Now I try to construct the tangent spaces (also this is kind of new to me). The tangent space of $f$ should be the map $(0,v)$ for $v \in \mathbb{R}$. But now I am stuck. The tangent space $T_yY$ should be $\mathbb{R}^2$ again, right? But as $Z$ is the x-axis isn't the tangent space for example at point $0$ just the y-axis? So I don't see how I get in the end $\mathbb{R}^2$. But maybe I made some mistakes in between?
Since $Y= \mathbb R^2$, you are correct that $T_y Y = \mathbb R^2$ for any $y\in \mathbb R^2$. As $Z$ is the $x$-axis, the tangent space contains all those vectors that are tangent to $Z$, thus for all $y=(x, 0) \in Z$, $T_yZ$ is also the $x$-axis.

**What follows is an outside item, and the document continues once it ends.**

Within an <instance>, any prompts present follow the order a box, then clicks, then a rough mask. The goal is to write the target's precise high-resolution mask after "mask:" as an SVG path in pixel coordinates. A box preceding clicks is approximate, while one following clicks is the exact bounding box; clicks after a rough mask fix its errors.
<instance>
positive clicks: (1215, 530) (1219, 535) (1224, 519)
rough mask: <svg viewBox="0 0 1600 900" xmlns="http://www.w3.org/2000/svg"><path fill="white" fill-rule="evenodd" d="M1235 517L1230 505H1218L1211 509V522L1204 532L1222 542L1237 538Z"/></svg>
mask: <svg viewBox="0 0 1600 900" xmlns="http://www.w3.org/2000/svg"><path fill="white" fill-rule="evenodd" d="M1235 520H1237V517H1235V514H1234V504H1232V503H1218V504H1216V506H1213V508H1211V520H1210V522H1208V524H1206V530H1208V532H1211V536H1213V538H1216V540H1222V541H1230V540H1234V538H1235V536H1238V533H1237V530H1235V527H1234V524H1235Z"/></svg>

You are sort of correct concerning the "tangent space of $f$. Indeed you need to find $\text{Im} (d_y f)$ instead of the tangent space of $\mathbb R$. For each $t\in \mathbb R$, the tangent map $d_t f : \mathbb R^2 \to T_{(f(t)} Y \cong \mathbb R^2$ is given by $v\mapsto (0,v)$. As a result, since $\text{Im} (f) \cap Z = \{y= (0,0)\}$ and at this point we have
$$ \text{Im} d_y f + T_y Z = \mathbb R^2,$$
thus $f$ is transversal to $Z$.
As an example, consider the mapping $g (t) = (0,t^3)$. Although this map has the same image as $f$ (that is, $f(\mathbb R) = g(\mathbb R)$), $g$ is not transvarsal to $Z$ since at $y = (0,0)$, the tangent map $d_0 g$ is zero.